I’,\m sitting here wondering what makes this so complicated.
First I ask myself why is this even an issue. Why can’t we sleep with whoever we want? Is it infidelity if it happens befoe marriage? Why does sex with other people threaten us so much?
My second question is why should anyone be afraid of sharing the information? I think we might be afraid of anger and repercussions. We might not be believed, and even if we are, the messenger is often shot. In any case, both members of the couple may come after us in some way. Is that risk worth the potential benefit?
What is the benefit, anyway? Is there any obligation to inform a stranger? I think there is an obligation if you believe they will be hurt without the information.
And what about my reputation? Will it suffer if people find out I’m sleeping around and having one night stands with random strangers? It could happen.
Whose moral responsibility is it? I think the guy should tell her. But maybe their relationship does not require honesty.

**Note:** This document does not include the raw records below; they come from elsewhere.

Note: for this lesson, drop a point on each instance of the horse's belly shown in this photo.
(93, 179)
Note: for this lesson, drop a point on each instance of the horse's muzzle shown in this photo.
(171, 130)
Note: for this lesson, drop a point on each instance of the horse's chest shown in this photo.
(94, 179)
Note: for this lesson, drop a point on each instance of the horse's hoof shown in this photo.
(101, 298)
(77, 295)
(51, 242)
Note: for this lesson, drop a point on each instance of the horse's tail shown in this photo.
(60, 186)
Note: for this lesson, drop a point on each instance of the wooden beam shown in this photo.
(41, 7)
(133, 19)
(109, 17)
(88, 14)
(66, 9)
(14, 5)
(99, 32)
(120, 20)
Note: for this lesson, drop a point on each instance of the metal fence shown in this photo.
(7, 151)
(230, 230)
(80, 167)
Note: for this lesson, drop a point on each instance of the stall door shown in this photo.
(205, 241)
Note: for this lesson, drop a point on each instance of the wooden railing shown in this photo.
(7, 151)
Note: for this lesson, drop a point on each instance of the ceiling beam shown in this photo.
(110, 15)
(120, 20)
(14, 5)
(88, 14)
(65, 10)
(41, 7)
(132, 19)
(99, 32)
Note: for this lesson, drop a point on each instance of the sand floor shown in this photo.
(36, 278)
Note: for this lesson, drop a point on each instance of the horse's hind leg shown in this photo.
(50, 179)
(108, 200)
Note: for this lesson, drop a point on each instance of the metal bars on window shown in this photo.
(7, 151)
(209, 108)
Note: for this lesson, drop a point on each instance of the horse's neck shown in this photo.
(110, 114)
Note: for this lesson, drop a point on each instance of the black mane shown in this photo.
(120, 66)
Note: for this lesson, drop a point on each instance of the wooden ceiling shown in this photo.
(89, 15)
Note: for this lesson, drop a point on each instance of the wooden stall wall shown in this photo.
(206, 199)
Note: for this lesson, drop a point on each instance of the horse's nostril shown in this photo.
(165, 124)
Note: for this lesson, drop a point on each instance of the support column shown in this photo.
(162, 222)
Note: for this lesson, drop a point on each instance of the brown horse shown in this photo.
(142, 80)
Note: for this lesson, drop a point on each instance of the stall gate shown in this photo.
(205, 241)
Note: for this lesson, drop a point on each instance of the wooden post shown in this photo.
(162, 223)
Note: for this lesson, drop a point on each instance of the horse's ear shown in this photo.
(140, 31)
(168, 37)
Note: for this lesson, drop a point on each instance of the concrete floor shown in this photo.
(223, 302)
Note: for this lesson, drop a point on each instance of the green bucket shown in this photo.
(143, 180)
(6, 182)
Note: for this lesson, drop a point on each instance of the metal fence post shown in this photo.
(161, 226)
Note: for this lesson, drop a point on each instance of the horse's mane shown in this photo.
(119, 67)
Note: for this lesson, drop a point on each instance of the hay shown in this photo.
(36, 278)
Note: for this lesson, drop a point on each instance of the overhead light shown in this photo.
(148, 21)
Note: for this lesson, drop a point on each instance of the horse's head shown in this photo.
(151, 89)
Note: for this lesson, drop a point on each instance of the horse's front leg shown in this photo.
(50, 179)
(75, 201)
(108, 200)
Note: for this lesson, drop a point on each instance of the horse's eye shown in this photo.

If you decide to tell, how should you do it? An anonymous letter is the worst way to do it. If you tell, you have to stand behind your accusation. She needs evidence, not just a poison pen letter. She won’t know what to believe, and will think someone is just jealous and trying to poison her relationship. If you can’t do this straight-forwardly, don’t do it.
If you believe you are truly helping someone, and she is somehow unaware of the character of her fiance, then tell, and tell to her face. You have to be able to look her in the eye on this, or you won’t be believed.
If you can’t do that, don’t tell. You aren’t helping.
If I were to tell, I’d do some research first. I’d try to find a friend of hers I could talk to, to see how much is already known. Then I’d work out an approach. But you are in a precarious position. You’re the one who slept with some guy without knowing him. You’re a loose woman, and as such, your honesty is quite questionable. This is not a judgement. I just think this is what people will think.
Anyway, I can’t offer an opinion. There’s not enough information. Every case is individual. No one size fits all in situations like this. It’s truly hard to know what the right thing is. I wish you luck, and I’m glad I’m not in your position.